先週、総合株価(コスピ)指数は、4日連続の上昇、3日連続の最高値更新というまれな記録を相次いで生み出した。株価上昇の余力は依然として大きいという価格面でのメリットや、米国の金利引下げ、中国など海外証券市場の好調、ファンド資金の流入など、豊富な流動性などが株価の上昇を導く原動力となった。
しかし、これを逆に解釈すれば、韓国の証券市場ではこのような好材料が今後、追加上昇を妨げる不安要因となりうるという指摘も出ている。
●もはや価格面でのメリットはない
韓国証券市場を導く代表的な要因は、投資家たちにとって魅力と映った「安い価格」だ。しかし、専門家たちは今年に入って、30%以上値上がりした韓国株価はもはや安くないと指摘する。
コスピ200銘柄の株価の収益比率(PER)は16.8倍、今年上半期の半期実績を適用すれば15.7倍で、先進国平均(15.7倍)と同じか、割高だ。
韓国市場のPERはここ2年間、11倍前後だった。PERとは、株価を1株当たりの純利益で割ったもので、数値が低いほど株価が低く評価されたことを意味する。
韓国の株価が過大評価されたかどうかについては、相互に異見があるが、少なくとも、実績外のことで価値が低く評価される「コリア・ディスカウント」はもはやないというのが、証券市場での一般的な評価だ。
●中国証券市場が暴落すれば、あおりを受ける可能性も
韓国の証券市場は中国やインドなど、アジア新興市場の同伴上昇や造船、鉄鋼など、中国関連株の上昇のおかげで成長した。このため、中国証券市場などの今後の動きは、韓国の株価の流れに大きな影響を及ぼしかねない。

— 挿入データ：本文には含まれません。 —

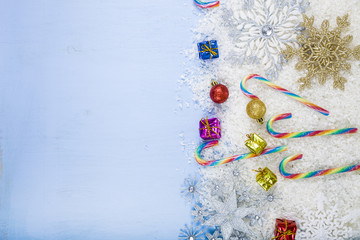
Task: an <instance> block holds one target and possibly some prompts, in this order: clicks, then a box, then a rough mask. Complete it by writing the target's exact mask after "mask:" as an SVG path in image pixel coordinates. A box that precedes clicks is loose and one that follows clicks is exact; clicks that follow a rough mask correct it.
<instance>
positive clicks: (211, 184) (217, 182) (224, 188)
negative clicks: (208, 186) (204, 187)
mask: <svg viewBox="0 0 360 240" xmlns="http://www.w3.org/2000/svg"><path fill="white" fill-rule="evenodd" d="M209 187H210V195H211V196H217V197H219V198H220V200H223V197H224V190H225V186H224V183H223V182H221V181H219V180H213V181H211V182H210V186H209Z"/></svg>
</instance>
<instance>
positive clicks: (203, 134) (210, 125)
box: [199, 117, 221, 140]
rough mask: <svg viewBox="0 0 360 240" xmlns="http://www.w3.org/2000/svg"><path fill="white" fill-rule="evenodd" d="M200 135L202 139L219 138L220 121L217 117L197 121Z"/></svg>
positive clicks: (219, 134) (210, 138)
mask: <svg viewBox="0 0 360 240" xmlns="http://www.w3.org/2000/svg"><path fill="white" fill-rule="evenodd" d="M199 133H200V137H201V138H202V139H204V140H210V139H219V138H221V128H220V121H219V119H217V118H210V119H208V118H207V117H206V118H203V119H201V120H200V122H199Z"/></svg>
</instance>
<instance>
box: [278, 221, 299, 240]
mask: <svg viewBox="0 0 360 240" xmlns="http://www.w3.org/2000/svg"><path fill="white" fill-rule="evenodd" d="M296 229H297V227H296V222H295V221H291V220H287V219H278V218H277V219H276V223H275V232H274V234H275V237H273V238H272V239H276V240H295V235H296Z"/></svg>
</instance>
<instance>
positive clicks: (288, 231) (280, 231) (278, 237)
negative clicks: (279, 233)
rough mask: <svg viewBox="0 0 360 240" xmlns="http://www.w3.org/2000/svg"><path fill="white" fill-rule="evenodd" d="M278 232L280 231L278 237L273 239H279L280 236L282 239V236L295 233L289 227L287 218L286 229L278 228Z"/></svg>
mask: <svg viewBox="0 0 360 240" xmlns="http://www.w3.org/2000/svg"><path fill="white" fill-rule="evenodd" d="M278 232H279V233H280V235H279V236H277V237H273V238H271V240H273V239H278V238H280V239H281V238H282V237H285V236H290V235H293V234H294V232H293V231H292V230H290V229H287V220H286V219H285V231H281V230H279V229H278Z"/></svg>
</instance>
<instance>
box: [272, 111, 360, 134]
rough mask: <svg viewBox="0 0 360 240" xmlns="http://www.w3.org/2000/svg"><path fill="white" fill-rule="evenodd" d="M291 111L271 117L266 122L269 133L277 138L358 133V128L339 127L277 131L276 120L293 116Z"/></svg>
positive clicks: (286, 118) (278, 119) (276, 120)
mask: <svg viewBox="0 0 360 240" xmlns="http://www.w3.org/2000/svg"><path fill="white" fill-rule="evenodd" d="M291 117H292V114H291V113H283V114H279V115H276V116H274V117H272V118H270V119H269V121H268V122H267V124H266V129H267V130H268V132H269V134H270V135H271V136H273V137H276V138H300V137H313V136H326V135H339V134H346V133H356V132H357V128H339V129H329V130H316V131H305V132H291V133H280V132H275V131H274V129H273V128H272V125H273V123H274V122H275V121H279V120H282V119H288V118H291Z"/></svg>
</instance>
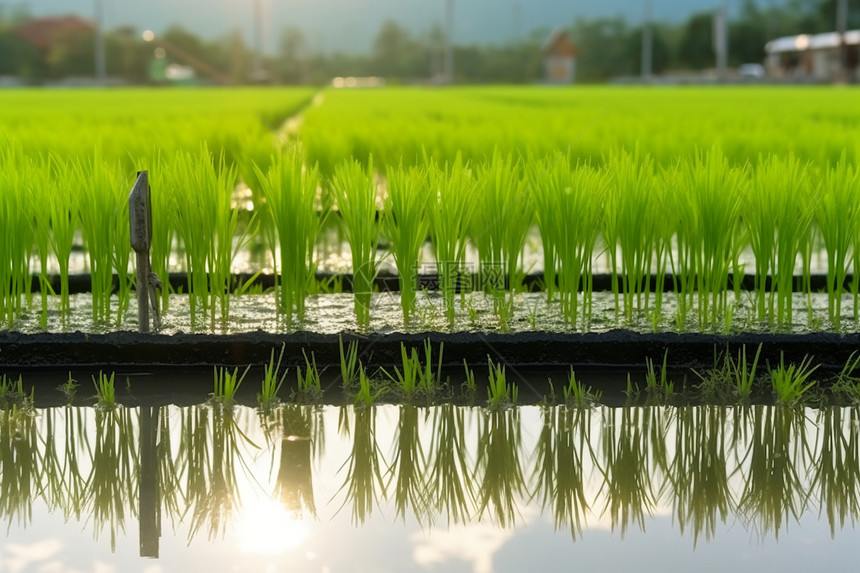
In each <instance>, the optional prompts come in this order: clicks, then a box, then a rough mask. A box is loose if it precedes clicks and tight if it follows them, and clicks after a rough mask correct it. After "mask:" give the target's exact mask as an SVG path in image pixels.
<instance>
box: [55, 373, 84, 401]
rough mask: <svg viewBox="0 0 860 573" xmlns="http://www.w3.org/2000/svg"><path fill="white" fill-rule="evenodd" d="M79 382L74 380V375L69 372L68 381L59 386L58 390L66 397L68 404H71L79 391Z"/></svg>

中国証券市場はPERが30倍近く、インドの証券市場も24倍にもなる。中国上海や深セン証券市場の主要銘柄を指数化したCSI300指数の銘柄だけで計算すれば、PERは40倍以上となる。株価の値上がり速度が速すぎて、来年8月の北京五輪が終われば、「バブル論」が取りざたされるだろうという展望も出ている。
もし、これらの市場の株価にバブルが入っていることが判明し、そのバブルが早いスピードで崩壊すれば、韓国証券市場もともに暴落する可能性を排除できない。
韓国投資証券の金ハキュン研究員は、「一般的にPERが20倍を超えればバブルと見なされるが、かつて、日本では50倍近くまでいったこともあり、どこまでをバブルと規定するかは定かではない」とした上で、「バブルが怖いのは、このようにいつはじけるか分からないところだ」と語る。
●物価上昇の圧力や景気減速の兆し
先月、米国の金利引下げは、世界金融市場で投機心理を好転させたものの、ドル安や原材料価格の引き上げを招いた。中国でも景気過熱を懸念した当局が、緊縮財政に乗り出すだろうという分析が少なくない。世界経済のインフレーションの可能性は、いつでも証券市場の足かせとなりうる。
三星(サムスン)証券の金ハクジュ・リサーチセンター長は、「各国の政府が通貨の買戻しについて悩む時期になれば、株式などの資産価格は急落する以外にない」と説明する。
景気上昇の勢いが減速する兆しを見せているのも変数だ。ハナ大投(デトゥ)証券の金永翊(キム・ヨンイク)副社長は、「8月の景気先行指数は、昨年同月より7.4%上がったものの、自社内で分析した9月の指数は、7.2%上昇にとどまった」とし、10月末か11月初めに株価の調整があるだろうと予想する。
●流動性による株価引き上げの限界
韓国の証券市場はファンド資金など、豊富な流動性が支えてきた。これを逆に解釈すれば、流動性が減ることになれば、上昇の勢いにブレーキがかかることを意味する。
4日連続の上昇の勢いを見せた8日から11日まで、コスピ指数は62.82ポイントが上がった。同期間、株価の値上がりした銘柄は366、値下がりした銘柄は497だった。上昇銘柄が下落銘柄より少ないことは、資金の余力が一部の銘柄に集中したことを意味する。
大信(テシン)証券のソン・ジンギョン市場戦略チーム長は「下落銘柄は多いまま、指数が上がる現象は、市場の体力が弱まり、外部の悪材料に対し脆弱になったことを意味する」と指摘する。